Nach Darwins Evolutionstheorie und Auffassung von Selektion bestehen nur diejenigen Individuen den „Kampf ums Dasein“ (struggle for life), die die gegebenen Umweltbedingungen am besten nutzen und sich so am erfolgreichsten fortpflanzen können. Voraussetzung ist, dass jede Art mehr Nachkommen hervorbringt, als für ihre Erhaltung erforderlich ist und, dass die Nachkommen untereinander variieren.

Definition und Herkunft der Selektion

Selektion stammt aus dem lateinischen von selectio, welches "Auswahl" bedeutet. Die Selektion beschreibt den Erfolg einer Population sich fortzupflanzen und damit das Überleben zu sichern.

Heute wird die Selektion unter Berücksichtigung populationsgenetischer Grundlagen als gerichtete Verschiebung von Gen- bzw. Allelhäufigkeiten im Genpool einer Population beschrieben. Da die Selektion nur an den Merkmalen, also dem Phänotyp eines Individuums, angreifen kann, dem ein bestimmter Genotyp zugrunde liegt, können diejenigen Individuen ihre Gene bevorzugt weitergeben, die die Erbänderung im Phänotyp zeigen.
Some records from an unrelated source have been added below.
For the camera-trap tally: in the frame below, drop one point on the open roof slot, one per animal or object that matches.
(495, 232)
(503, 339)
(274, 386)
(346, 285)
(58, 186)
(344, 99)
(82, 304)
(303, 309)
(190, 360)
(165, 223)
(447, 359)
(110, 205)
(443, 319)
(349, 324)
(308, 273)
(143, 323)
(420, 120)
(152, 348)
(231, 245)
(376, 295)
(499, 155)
Ob ein Individuum mehr oder weniger gut an seine Umwelt angepasst ist, d. h. die Höhe seiner Eignung oder Fitness, lässt sich an dessen Fortpflanzungserfolg ablesen:

  • Je größer die Lebenserwartung ist und je früher die Geschlechtsreife eintritt, desto mehr Nachkommen können gezeugt werden.
  • Die Fortpflanzung ist erfolgreicher, wenn sich Geschlechtspartner schnell finden.
  • Wenn mehr Nachkommen erzeugt werden, die das Alter der Fortpflanzung erreichen, kann sich die Fitness der Art erhöhen.
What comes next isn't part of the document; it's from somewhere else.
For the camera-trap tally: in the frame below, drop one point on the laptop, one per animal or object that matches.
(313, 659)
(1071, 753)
Die Selektion zeigt sich also darin, dass Träger bestimmter Genotypen einen größeren Fortpflanzungserfolg haben als andere. Sie bewirkt eine gerichtete Verschiebung der Gen- bzw. Allelhäufigkeiten im Genpool einer Population.

Selektionsdruck

Selektionsdruck meint den Einfluss, also die Stärke, die ein Selektionsfaktor auf eine Population ausübt.

Unterschieden werden kann in folgende drei Selektionsformen, die dir weiter unten in diesem Artikel noch genauer beschrieben werden:

  • Transformierende oder richtende Selektion
  • Stabilisierende Selektion
  • Spaltende oder disruptive Selektion

Selektionstypen

Ganz grundsätzlich kann man drei verschiedene Selektionsarten unterscheiden:

  • Natürliche Selektion beschreibt die naturgegebene "Aussortierung", z. B. durch Fressfeinde oder durch verschiedene Umweltbedingungen.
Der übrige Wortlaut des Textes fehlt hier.